Study population and study design
Patients were diagnosed with CD in keeping with European Crohn’s and Colitis Organization (ECCO) criteria and clinical management guided by ECCO guidelines (20). Disease activity was classified using the Vienna classification (21). Three patient cohorts were reported on: (I) one-stage MI resection, (II) two-stage MI resection, (III) conventional MS resection. All CD patients who underwent consecutive MI resections, irrespective of disease location (small bowel, ileocolic, colonic), from August 2010 to December 2020 at University Hospital Limerick were included. Indications for surgery included symptomatic stricturing disease, fistulizing CD or symptomatic CD refractory to medial therapy. Patients aged >18 years of age were included.
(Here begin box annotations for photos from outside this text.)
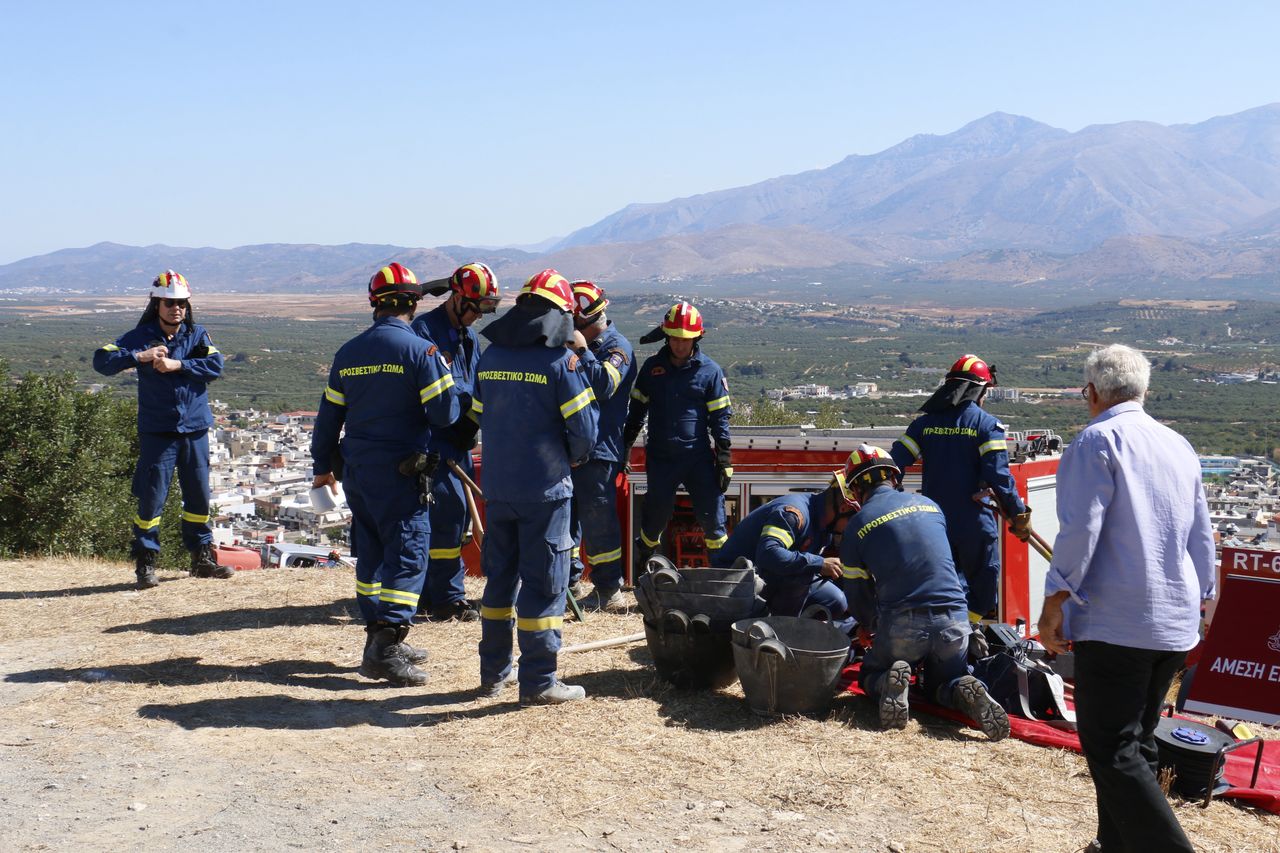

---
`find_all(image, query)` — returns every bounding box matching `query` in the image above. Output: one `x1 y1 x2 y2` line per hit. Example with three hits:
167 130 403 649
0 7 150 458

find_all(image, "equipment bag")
973 643 1075 731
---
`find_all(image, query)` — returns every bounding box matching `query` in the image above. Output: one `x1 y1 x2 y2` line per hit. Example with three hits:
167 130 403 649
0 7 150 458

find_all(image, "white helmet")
151 269 191 300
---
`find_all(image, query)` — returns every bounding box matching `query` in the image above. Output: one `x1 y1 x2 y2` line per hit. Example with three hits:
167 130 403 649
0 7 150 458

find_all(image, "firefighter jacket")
714 492 831 584
311 318 458 474
412 301 480 461
471 305 600 503
626 345 732 460
890 401 1027 537
93 320 223 433
840 485 966 626
582 320 636 462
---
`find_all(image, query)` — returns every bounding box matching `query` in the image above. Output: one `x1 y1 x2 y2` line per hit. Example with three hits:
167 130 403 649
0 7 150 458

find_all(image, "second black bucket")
644 610 737 690
732 616 849 716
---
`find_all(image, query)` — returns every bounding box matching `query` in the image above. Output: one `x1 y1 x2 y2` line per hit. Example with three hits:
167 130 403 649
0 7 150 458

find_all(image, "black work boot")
191 546 236 580
365 625 431 678
360 622 426 686
133 548 160 589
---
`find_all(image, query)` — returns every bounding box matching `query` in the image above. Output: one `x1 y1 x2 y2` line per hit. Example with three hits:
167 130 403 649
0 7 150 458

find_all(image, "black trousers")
1074 640 1193 853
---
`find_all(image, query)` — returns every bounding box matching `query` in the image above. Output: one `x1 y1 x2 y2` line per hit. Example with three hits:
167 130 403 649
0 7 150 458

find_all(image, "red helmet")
947 355 996 386
520 269 573 314
835 444 902 491
662 302 703 339
369 263 422 305
151 269 191 300
572 280 609 320
449 261 502 314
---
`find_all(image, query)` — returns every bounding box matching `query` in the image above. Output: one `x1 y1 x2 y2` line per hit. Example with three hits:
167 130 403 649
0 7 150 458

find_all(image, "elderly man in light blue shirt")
1039 345 1215 853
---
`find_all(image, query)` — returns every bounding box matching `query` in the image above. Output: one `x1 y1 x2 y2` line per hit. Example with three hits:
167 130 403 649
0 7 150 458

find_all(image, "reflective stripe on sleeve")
417 373 453 402
561 388 595 418
760 524 796 548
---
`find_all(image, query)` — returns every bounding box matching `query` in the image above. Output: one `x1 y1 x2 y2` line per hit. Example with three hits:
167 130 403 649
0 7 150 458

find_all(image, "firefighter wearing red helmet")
93 269 236 589
712 455 859 631
570 282 636 610
413 261 502 622
622 302 733 566
311 263 458 686
891 355 1030 654
471 269 599 704
840 444 1009 740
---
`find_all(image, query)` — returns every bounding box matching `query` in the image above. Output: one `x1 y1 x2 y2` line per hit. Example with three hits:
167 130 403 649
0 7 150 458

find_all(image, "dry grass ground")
0 560 1280 852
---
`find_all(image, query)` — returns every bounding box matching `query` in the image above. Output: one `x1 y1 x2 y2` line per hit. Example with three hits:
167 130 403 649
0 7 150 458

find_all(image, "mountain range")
0 104 1280 292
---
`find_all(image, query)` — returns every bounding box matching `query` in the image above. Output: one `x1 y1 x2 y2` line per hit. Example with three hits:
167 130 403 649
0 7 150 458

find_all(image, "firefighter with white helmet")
622 302 733 566
471 269 599 704
413 261 502 622
890 355 1030 656
93 269 236 589
712 455 859 631
840 444 1009 740
311 263 458 686
570 280 636 610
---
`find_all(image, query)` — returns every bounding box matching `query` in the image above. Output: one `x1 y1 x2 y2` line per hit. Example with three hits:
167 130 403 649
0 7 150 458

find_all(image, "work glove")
969 622 991 662
1009 507 1032 542
716 441 733 494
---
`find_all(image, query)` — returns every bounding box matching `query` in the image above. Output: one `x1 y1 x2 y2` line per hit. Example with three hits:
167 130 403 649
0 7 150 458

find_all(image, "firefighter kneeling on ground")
890 355 1032 660
471 269 599 704
568 282 636 611
712 453 858 633
311 264 458 686
413 263 502 622
622 302 733 571
840 444 1009 740
93 269 236 589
In a small cohort of patient, surgical planes could not be identified and thus an MI resection could not be conducted. In these scenarios the authors utilized a two-stage approach whereby at initial surgery defunctioning ileostomy was fashioned (first stage) and a subsequent interval attempt at MI resection performed when disease activity was quiescent (second stage). The authors report on the success rates and safety of this approach; 30-day morbidity in patients undergoing MI resection (one-stage and two-stage) was compared with that of a historic cohort of patients who underwent primary MS resection for ileocolic CD (1).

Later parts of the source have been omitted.